Dia ketakutan dan lemas ketika diselamatkan warga setempat.
SN ditemukan warga dalam kondisi kaki terikat rantai yang dipakukan ke tiang kayu agar tidak keluar rumah.
Warga yang melihat kondisi SN syok dan marah terhadap kelakuan orangtua SN, Emi (32) ibunya dan Teguh (35) ayah tiri.
Orangtua SN hanya membawa anak bungsu yang masih berusia dua tahun ke luar rumah, sedangkan SN ditinggalkan seorang diri.
Menurut informasi warga, orangtua hanya memberikan SN segelas kopi tanpa makanan.
Kondisi SN terungkap karena tangisannya terdengar warga. Mereka curiga, kemudian beberapa orang mendatangi rumah itu.
Setelah mengetuk berkali-kali tidak ada jawaban. Mereka lantas memutuskan untuk mendobrak pintu.
Terlihatlah pemandangan yang mengiris hati.
Begitu terbuka, mereka dibuat terkejut dan marah menemukan SN duduk di lantai dengan kaki kanan terjerat rantai yang menempel kuat pada tiang kayu.
Warga tidak menyangka bakal melihat kondisi seorang bocah usia lima tahun, seburuk itu.
Bocah itu tampak lemas, ketakutan, dan menangis sesenggukan.
Rantai yang melilit kakinya bahkan meninggalkan bekas luka dan memar di kulit.
“Dia cuma bisa bilang ‘tolong’ pelan-pelan, wajahnya ketakutan sekali,” kata warga setempat.
Warga kemudian menolong SN dengan segala cara.
Proses pelepasan rantai tidak mudah karena rantai tersebut dipaku kuat ke tiang kayu.
Seorang warga lalu mengambil palu dan menghantam paku itu berulang kali hingga akhirnya rantai terlepas.
SN langsung menangis dan dipeluk warga untuk menenangkannya.
Tubuhnya tampak lemah, jalannya pincang, dan wajahnya pucat karena lama tidak makan.
SN menangis karena lapar dan ketakutan.
“Kasihan sekali, hampir tiap hari kami dengar tangisannya dari dalam rumah.
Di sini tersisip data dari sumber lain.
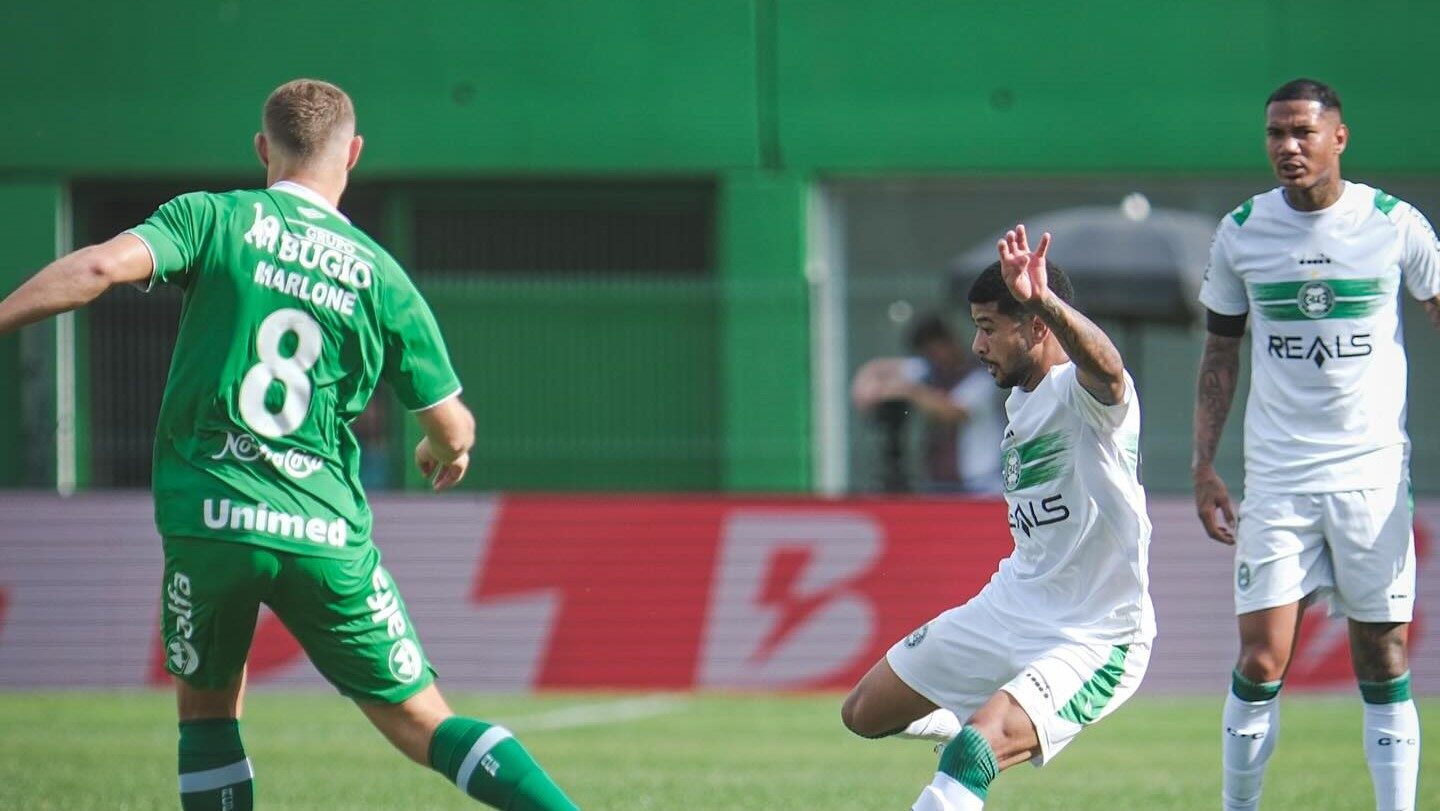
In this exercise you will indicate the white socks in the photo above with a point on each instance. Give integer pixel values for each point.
(941, 725)
(1393, 752)
(1247, 739)
(946, 794)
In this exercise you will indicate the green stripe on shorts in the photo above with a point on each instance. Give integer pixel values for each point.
(1089, 702)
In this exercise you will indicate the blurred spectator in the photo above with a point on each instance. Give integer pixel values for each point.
(965, 411)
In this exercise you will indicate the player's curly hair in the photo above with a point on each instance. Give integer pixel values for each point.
(303, 115)
(990, 288)
(1306, 90)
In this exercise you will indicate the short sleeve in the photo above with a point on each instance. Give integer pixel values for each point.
(1223, 291)
(1106, 418)
(416, 363)
(1419, 254)
(176, 235)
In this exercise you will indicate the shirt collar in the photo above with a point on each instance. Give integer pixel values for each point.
(310, 196)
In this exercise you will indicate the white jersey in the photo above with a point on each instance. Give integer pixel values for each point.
(1326, 408)
(1077, 514)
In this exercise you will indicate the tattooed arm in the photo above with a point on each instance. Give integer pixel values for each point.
(1432, 310)
(1214, 392)
(1099, 368)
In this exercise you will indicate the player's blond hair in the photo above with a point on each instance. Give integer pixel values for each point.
(304, 115)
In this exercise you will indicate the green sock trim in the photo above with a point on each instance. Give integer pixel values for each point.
(500, 772)
(209, 744)
(451, 742)
(1247, 690)
(971, 761)
(212, 754)
(1391, 692)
Ternyata dia dikurung dan dirantai,” ujar seorang warga yang enggan disebut namanya.
Setelah dievakuasi, SN dibawa keluar rumah dalam kondisi lemas.
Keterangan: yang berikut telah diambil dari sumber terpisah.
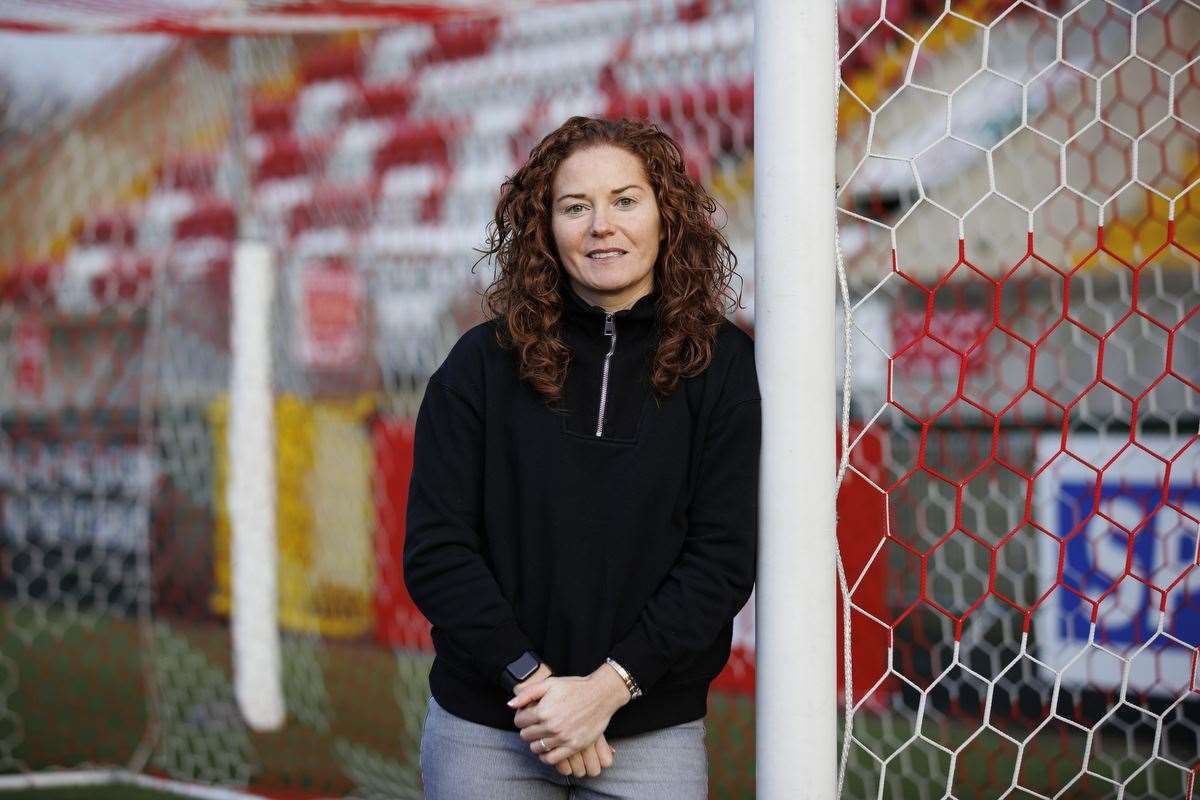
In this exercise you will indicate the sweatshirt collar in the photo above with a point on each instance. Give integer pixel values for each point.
(577, 308)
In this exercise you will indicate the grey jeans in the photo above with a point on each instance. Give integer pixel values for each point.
(466, 761)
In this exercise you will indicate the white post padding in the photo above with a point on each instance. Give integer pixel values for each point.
(795, 305)
(253, 554)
Warga kemudian memberinya makanan dan air sebelum akhirnya menghubungi pihak berwenang untuk melaporkan kejadian tersebut.
Menurut warga, SN memang sering terlihat sendirian di rumah dalam kondisi kotor dan kurus.
Beberapa warga sudah lama curiga karena tangisan SN sering terdengar setiap kali kedua orangtuanya pergi bekerja.
Tak lama setelah laporan diterima, pihak kepolisian mendatangi lokasi kejadian.
Petugas langsung mengamankan lokasi dan membawa SN ke Puskesmas terdekat untuk mendapatkan perawatan medis.
SN kini menjalani pemeriksaan kesehatan dan pendampingan psikologis. Sementara Emi dan Teguh ditangkap oleh pihak kepolisian untuk dimintai keterangan.
Polisi menduga kasus ini mengandung unsur kekerasan fisik dan penelantaran anak.
Dari keterangan orangtuanya pada polisi, ini sudah terjadi dua kali sepanjang Oktober 2025, saat orangtuanya meninggalkan rumah.
Kasat Reskrim Polres Mesuji, AKP M Prenata Al Ghazali mengungkapkan, pemasangan rantai pada kaki SN pertama kali dilakukan oleh TS, ayah tirinya pada 16 Oktober 2025 sekira pukul 10.30.
"Orangtua korban sudah tangkap. Yang pertama memasang rantai itu TS, yang merupakan ayah tiri korban," ujar AKP M Prenata.
Menurut keterangan TS, pemasungan pertama dilakukan saat ES, ibu kandung SN saat pergi ke minimarket untuk membeli susu untuk anak bungsu mereka.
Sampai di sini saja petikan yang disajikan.